Ozzie Guillen was right when he called Javier Vazquez a lousy big-game pitcher. He was wrong when he said the key to the biggest series of the season would be to "make sure you grab a big net and get those piranhas and put some poison in the water to make their teeth fall out."
It wasn't the "Piranhas" -- the Twins' scrappy singles hitters -- who tormented the White Sox on Tuesday as much as a less-exotic species.
Jason Kubel -- an average-looking station-to-station hitter on a team that prizes sleek athletes -- hit two home runs and a triple and accounted for the Twins' first three runs in their gotta-have-it 9-3 victory over the White Sox.
Kubel became the first Twin to hit two homers and a triple in the same game since Rich Becker on July 13, 1996.
Big-league clubhouses are full of bravado, some of it false. Kubel might be the Twins' most nondescript athlete, and he's the rare major league player who will admit to wavering confidence.
"Some days I doubt myself," he said. "Nights like tonight, I'm right back."
In the first of three games the Twins know they have to win, they fell behind 1-0 in the top of the second.
In the bottom of the inning, Vazquez quickly walked Justin Morneau, as if he couldn't wait to pitch to Kubel. Kubel then mashed a meaty pitch off the vampire seats, the Twins led 2-1, and any worries about pressure or nervousness seemed to vanish.
"That took a lot of pressure off of us," Morneau said. "That was a big, big game for Kubel."
Said Guillen: "We try to go away from Morneau. I'm not going to let Morneau beat me. Kubel is the guy who is going to beat me in this series. Hopefully we will pitch better against him the next game."
Twins manager Ron Gardenhire played Kubel instead of Michael Cuddyer because he said he thinks Kubel has earned the right to be the main DH, and because he said Kubel, despite being 2-for-21 lifetime against Vazquez going in, has taken good at-bats against him. Cuddyer is 12-for-35 lifetime against Vazquez.
Score one for Gardy's gut. Kubel tripled in the fourth and scored, moved Joe Mauer to third with a grounder in the fifth and homered in the seventh, evoking memories of the days when he was considered a hitting prospect on par with Morneau and Mauer.
In 2004, Kubel hit .377 at Class AA, .343 at Class AAA and .300 after being called to the majors in September.

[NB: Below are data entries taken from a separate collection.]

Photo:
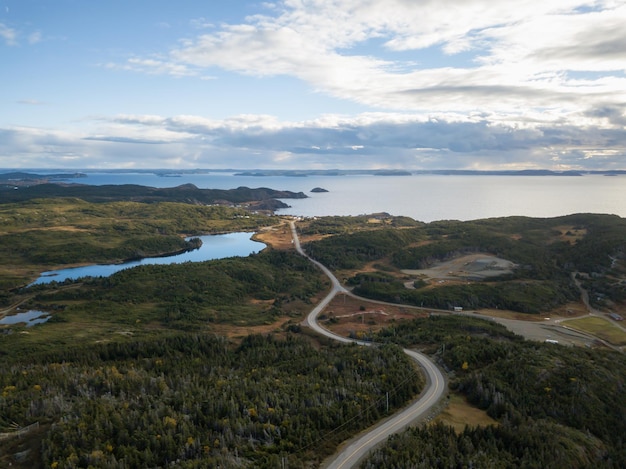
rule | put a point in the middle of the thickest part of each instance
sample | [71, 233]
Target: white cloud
[391, 140]
[8, 34]
[523, 52]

In a series at whatever they called new Comiskey Park in Chicago that September, Kubel hit his first two big-league home runs, causing Guillen to approach Kubel behind the batting cage, begging for mercy.

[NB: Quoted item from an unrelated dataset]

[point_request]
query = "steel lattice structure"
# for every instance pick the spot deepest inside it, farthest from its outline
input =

That October, Kubel tore up his knee playing in the Arizona Fall League. He missed all of 2005 and managed just 340 at-bats between Class AAA and the big leagues in 2006.

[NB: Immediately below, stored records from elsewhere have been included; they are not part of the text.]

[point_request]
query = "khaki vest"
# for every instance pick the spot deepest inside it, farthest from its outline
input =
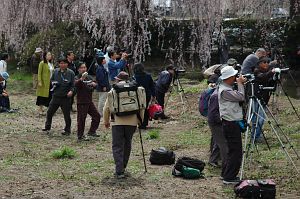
(230, 111)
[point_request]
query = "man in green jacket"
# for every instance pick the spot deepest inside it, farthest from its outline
(63, 88)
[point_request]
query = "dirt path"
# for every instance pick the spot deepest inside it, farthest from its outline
(27, 169)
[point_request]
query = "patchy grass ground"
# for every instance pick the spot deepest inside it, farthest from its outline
(28, 169)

Last season, Kubel hit .273 with 13 homers and 65 RBI in 418 at-bats. This year, he settled in as the Twins' most frequent designated hitter, and he's second on the team with 20 homers and third with 78 RBI.
Those numbers make Kubel the third-most productive hitter on a Twins team that has scored the third-most runs in franchise history. Those numbers also leave him flat.
"I still don't feel like my old self," he said. "The homers, that's an upgrade from what I've ever done up here, and the RBIs, but I feel I'm a much better batting average hitter. I just haven't shown it in my couple full years up here."
Is it his knee? "No, it's too late, that happened too long ago to use that excuse," he said.
Guillen was right twice: In 2004, when he identified Kubel as a hitter to watch, and in 2008, when he identified Vazquez as a pitcher you don't want on the mound in a big game.
Tuesday, Kubel proved Guillen right on both counts with the best, and most important, night of his career.